Thursday, December 12, 2019

Full moon

It’s December 12 the last full moon of the decade. It’s up and at its fullest at 12:12. This moon is supposed to bring on a new era, healing, cleansing. What it seems it brought me is perspective and retrospect and the opening up Pandora’s box that I have kept locked shut for a long time.

I spent most of the last decade in a very different life than I live now, a lot of things hidden for me some of them in plain sight. The last year of the decade has been spent redefining myself, my life, and trying to find joy. Sadly, that search for joy seems to have caused others pain. Whether that be friends or family or strangers even. 

I looked back on my memories and saw that my sweet little boy was not just sick today but it been sick in years past on this day I have gotten the chance to hold him while he’s hurting but then had to graciously let him go to his other home and it broke my heart because I want to be the one to wipe away his tears and hold him through his fevers. But I didn’t realize was that during this decade there of been people that have wanted to wipe away my tears or help me heal the wounds that I have either pushed away, not allowed, ordered was completely blind to the depths of their intentions.

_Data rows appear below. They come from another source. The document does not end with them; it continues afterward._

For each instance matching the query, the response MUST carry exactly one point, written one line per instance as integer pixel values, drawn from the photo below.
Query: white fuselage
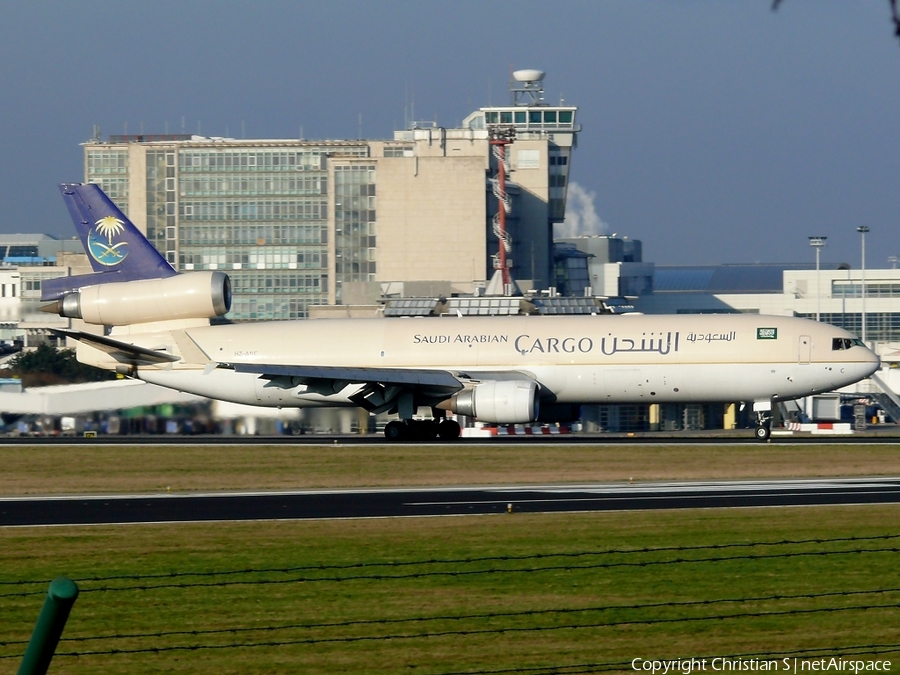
(575, 359)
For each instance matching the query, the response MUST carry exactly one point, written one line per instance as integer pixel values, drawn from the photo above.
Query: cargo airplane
(504, 370)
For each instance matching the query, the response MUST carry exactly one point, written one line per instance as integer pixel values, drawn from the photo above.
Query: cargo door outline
(804, 346)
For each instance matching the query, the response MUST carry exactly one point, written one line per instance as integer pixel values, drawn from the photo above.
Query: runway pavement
(381, 503)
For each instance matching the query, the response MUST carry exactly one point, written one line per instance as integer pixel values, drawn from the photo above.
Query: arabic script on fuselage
(659, 343)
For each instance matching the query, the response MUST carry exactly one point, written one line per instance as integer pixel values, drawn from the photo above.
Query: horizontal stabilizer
(120, 351)
(388, 376)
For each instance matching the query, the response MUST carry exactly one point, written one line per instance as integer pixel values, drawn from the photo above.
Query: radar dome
(528, 75)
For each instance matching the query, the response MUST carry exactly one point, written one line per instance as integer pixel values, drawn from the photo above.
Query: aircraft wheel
(428, 430)
(395, 431)
(448, 430)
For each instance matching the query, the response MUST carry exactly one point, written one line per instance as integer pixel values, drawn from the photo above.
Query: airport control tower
(532, 145)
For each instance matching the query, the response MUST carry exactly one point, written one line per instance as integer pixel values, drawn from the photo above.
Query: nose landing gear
(763, 429)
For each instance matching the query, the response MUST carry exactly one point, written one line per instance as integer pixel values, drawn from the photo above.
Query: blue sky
(716, 131)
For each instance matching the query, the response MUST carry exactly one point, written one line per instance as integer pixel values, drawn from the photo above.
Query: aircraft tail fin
(117, 250)
(110, 239)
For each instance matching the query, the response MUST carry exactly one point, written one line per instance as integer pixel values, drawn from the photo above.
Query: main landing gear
(421, 430)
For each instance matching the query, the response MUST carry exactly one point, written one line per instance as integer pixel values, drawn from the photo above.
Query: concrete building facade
(298, 223)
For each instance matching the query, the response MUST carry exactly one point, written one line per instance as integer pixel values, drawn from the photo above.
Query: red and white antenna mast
(500, 137)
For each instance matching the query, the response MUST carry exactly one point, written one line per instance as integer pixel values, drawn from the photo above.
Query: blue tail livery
(115, 247)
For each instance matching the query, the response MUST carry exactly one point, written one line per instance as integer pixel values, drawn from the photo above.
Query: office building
(298, 223)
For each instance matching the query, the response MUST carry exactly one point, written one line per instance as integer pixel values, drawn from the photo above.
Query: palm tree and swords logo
(107, 253)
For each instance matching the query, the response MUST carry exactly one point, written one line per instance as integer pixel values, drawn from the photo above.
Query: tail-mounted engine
(194, 295)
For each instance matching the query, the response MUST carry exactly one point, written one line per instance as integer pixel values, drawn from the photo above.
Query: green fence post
(48, 629)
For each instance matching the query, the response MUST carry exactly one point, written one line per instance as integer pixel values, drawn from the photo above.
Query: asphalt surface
(880, 434)
(118, 509)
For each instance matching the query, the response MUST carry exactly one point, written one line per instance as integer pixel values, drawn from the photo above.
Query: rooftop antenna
(526, 87)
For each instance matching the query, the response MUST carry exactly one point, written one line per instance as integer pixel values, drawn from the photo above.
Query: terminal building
(298, 223)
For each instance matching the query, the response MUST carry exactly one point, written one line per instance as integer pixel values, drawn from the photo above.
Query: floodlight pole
(817, 243)
(863, 229)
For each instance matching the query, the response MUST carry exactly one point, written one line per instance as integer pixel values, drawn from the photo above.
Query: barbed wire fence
(460, 626)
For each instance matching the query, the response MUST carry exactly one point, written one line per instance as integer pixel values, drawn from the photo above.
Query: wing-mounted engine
(499, 401)
(193, 295)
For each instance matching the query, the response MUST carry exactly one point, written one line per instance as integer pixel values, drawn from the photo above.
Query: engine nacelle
(195, 295)
(499, 401)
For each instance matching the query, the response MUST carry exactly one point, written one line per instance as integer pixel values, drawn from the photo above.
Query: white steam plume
(581, 216)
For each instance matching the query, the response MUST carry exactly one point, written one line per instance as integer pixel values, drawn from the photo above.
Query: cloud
(581, 216)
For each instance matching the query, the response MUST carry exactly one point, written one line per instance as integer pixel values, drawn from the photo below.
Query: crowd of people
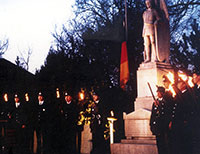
(175, 120)
(46, 126)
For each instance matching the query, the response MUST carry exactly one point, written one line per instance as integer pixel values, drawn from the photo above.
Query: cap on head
(16, 96)
(160, 89)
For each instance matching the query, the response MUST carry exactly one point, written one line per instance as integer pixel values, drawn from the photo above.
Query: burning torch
(26, 97)
(111, 120)
(5, 97)
(57, 93)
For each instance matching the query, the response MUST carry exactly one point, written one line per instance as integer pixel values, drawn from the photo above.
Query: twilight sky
(29, 24)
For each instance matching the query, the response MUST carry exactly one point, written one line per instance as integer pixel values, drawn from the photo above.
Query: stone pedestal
(139, 139)
(86, 140)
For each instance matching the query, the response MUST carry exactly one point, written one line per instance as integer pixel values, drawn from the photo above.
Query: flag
(124, 69)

This full moon sets for the new beginning. There’s no more “soaring“ as that season has passed in every way. Now is a season of putting down roots, tightening the sutures, and no longer seeing the bruises. It is a time for new life, new happiness, new heart aches, and hopefully not the loss of my fairy like joy and warrior like strength.

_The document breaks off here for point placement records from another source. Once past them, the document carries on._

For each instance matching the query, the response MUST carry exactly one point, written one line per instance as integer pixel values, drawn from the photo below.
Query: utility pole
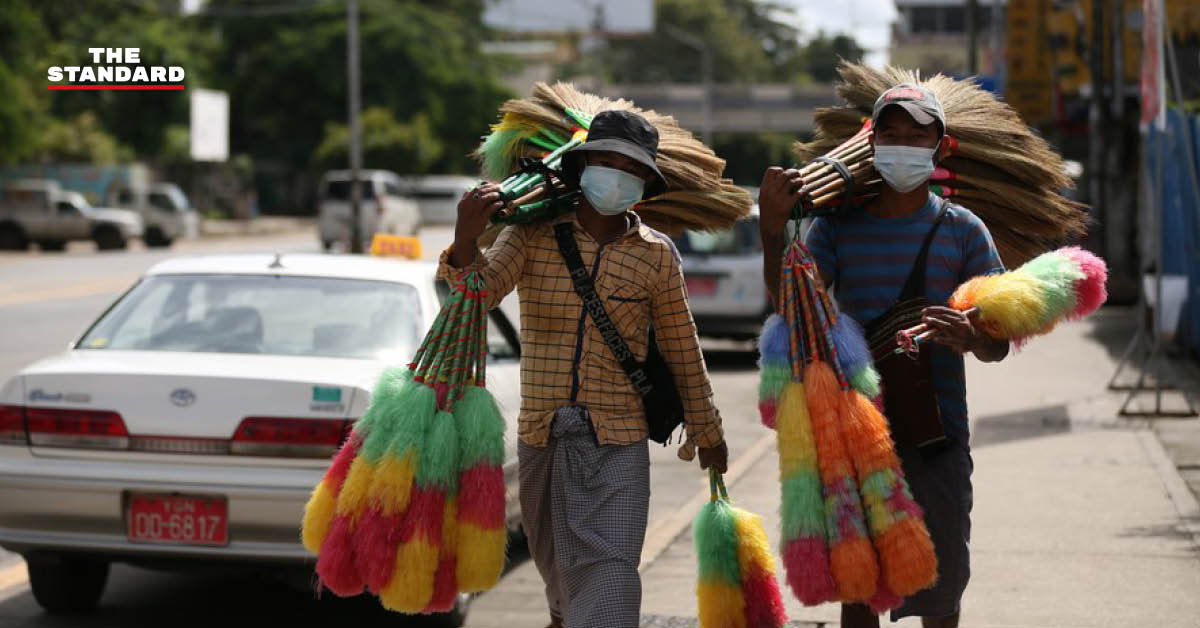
(1098, 121)
(352, 60)
(972, 16)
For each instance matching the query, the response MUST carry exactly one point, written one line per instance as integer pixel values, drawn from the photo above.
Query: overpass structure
(736, 108)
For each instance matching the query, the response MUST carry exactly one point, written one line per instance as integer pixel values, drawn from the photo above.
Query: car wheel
(66, 584)
(454, 617)
(109, 238)
(12, 238)
(156, 238)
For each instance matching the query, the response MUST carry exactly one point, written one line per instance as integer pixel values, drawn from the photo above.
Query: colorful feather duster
(737, 586)
(525, 151)
(412, 507)
(1063, 285)
(851, 530)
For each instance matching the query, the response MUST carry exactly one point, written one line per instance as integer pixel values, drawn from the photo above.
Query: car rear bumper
(730, 326)
(79, 506)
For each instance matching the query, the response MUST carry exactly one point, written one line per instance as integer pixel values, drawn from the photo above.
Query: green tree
(822, 53)
(287, 77)
(748, 42)
(22, 106)
(81, 139)
(138, 119)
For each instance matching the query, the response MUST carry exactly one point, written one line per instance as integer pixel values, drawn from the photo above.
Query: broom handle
(717, 485)
(837, 183)
(861, 136)
(841, 153)
(922, 333)
(833, 175)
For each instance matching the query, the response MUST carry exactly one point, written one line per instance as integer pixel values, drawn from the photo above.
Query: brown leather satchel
(910, 401)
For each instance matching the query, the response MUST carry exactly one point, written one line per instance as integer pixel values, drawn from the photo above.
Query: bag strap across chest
(592, 304)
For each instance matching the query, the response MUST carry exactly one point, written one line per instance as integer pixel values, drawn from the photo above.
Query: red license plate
(701, 286)
(178, 519)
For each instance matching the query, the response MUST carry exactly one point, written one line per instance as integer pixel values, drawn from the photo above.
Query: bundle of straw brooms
(526, 148)
(989, 162)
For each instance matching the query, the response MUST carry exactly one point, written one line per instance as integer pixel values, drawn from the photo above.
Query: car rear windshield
(263, 314)
(341, 190)
(741, 240)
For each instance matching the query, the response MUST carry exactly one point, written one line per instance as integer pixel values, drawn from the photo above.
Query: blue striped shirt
(868, 259)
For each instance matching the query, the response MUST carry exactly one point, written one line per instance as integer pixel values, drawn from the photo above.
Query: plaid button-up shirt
(564, 359)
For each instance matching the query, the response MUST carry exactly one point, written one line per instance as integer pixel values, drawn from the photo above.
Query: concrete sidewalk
(1080, 516)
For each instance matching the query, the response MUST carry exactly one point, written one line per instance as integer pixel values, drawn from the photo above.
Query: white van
(384, 207)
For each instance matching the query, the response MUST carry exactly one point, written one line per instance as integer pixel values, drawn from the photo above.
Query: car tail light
(12, 425)
(269, 436)
(89, 429)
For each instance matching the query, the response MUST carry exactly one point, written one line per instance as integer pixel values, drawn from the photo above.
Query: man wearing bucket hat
(912, 244)
(583, 453)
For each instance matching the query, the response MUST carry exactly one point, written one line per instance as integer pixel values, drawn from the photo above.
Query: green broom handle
(435, 330)
(717, 485)
(430, 359)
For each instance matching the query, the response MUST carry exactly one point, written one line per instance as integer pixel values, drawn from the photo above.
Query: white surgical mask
(904, 168)
(611, 191)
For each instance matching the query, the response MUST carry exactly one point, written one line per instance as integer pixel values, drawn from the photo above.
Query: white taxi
(192, 419)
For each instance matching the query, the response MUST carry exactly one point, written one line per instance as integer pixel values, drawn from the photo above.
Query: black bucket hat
(624, 132)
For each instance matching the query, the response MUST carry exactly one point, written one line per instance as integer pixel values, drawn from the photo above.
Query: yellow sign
(1049, 41)
(385, 245)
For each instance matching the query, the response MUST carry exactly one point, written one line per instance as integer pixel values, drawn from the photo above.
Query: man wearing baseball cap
(904, 247)
(583, 456)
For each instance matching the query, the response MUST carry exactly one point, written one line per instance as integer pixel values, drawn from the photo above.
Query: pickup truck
(40, 210)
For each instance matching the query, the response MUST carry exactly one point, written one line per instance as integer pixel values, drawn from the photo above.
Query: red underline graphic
(130, 87)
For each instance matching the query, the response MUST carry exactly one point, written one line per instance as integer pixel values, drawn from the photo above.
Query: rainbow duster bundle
(412, 507)
(525, 150)
(1063, 285)
(851, 528)
(737, 586)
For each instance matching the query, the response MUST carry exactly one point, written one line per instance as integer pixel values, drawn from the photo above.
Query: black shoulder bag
(909, 399)
(652, 378)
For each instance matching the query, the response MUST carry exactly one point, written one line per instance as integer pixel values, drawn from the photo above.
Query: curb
(1185, 503)
(669, 528)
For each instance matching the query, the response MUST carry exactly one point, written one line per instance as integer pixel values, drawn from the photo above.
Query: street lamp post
(706, 70)
(352, 59)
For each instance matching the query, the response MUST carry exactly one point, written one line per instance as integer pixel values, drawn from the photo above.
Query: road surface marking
(13, 580)
(71, 291)
(666, 530)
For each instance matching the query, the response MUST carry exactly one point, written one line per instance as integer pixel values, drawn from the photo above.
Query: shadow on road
(139, 598)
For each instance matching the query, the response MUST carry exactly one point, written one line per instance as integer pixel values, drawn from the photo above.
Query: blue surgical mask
(611, 191)
(904, 168)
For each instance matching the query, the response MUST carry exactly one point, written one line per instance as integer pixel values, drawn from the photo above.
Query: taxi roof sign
(405, 246)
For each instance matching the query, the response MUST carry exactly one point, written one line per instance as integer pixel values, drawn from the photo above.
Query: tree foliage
(748, 42)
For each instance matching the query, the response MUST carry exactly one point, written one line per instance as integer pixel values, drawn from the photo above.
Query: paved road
(47, 300)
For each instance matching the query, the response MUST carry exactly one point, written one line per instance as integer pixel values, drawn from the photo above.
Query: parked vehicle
(39, 210)
(166, 210)
(163, 208)
(384, 207)
(437, 196)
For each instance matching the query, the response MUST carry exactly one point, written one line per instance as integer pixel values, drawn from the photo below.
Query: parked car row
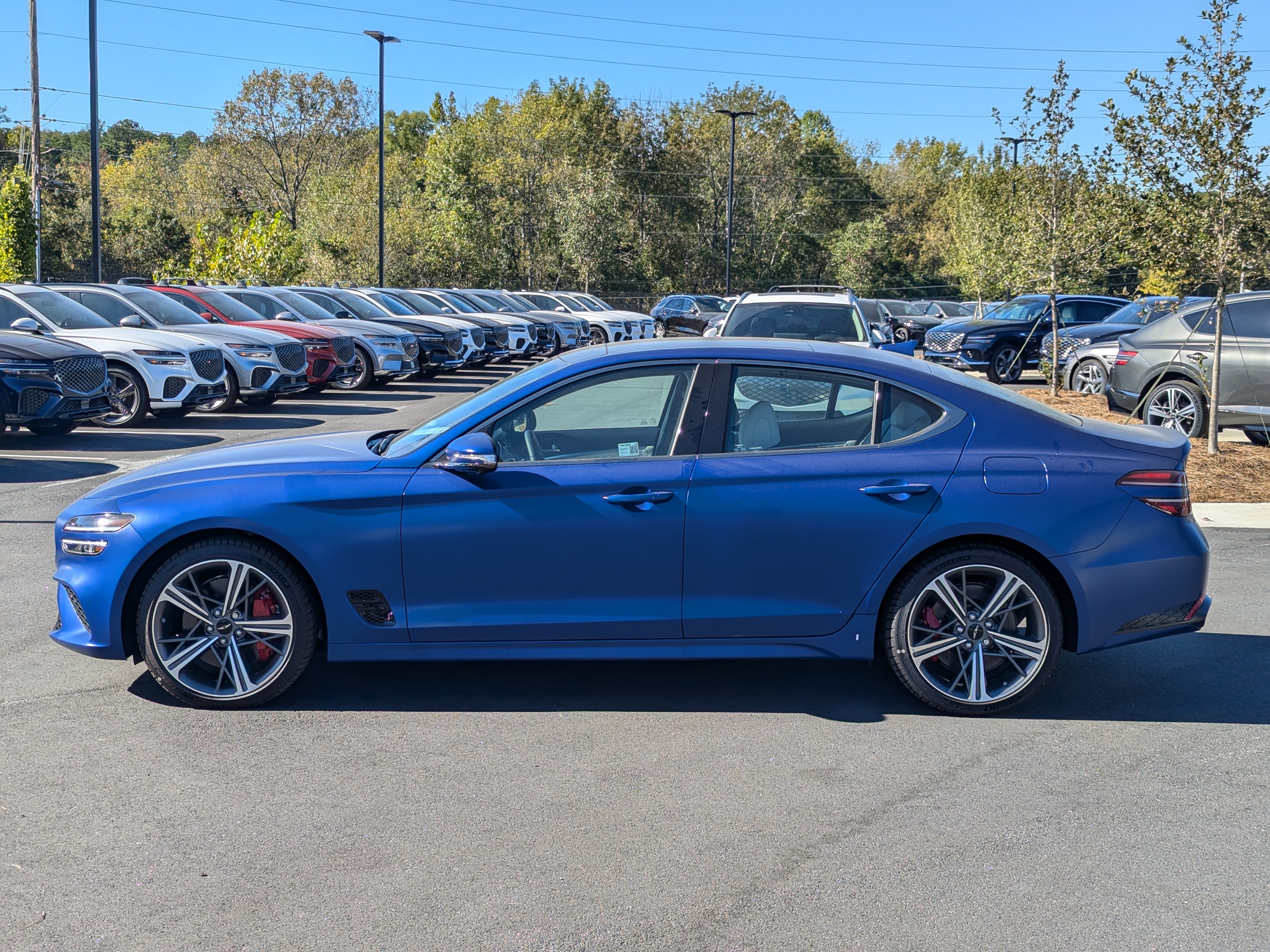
(114, 353)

This new era needs to lead to forgiveness. Me forgiving those that I have tucked away the pain in my heart. Forgiveness asked for those that I have hurt selfishly, unintentionally, blindly, or due to my own lack of ability to face my demons.

May this next season of moons bring a softer kinder me. One with empathy, patience, and the ability to take down my armor and put down my face so that I can hear what’s being said without feeling I’m at war.

Blessings beloveds. May this Moon bring you healing, joy, forgive us and the ability to begin again. I know I’ve said this a lot but I am trying. Period. I’m trying to begin again, be a better me, and not repeat my mistakes.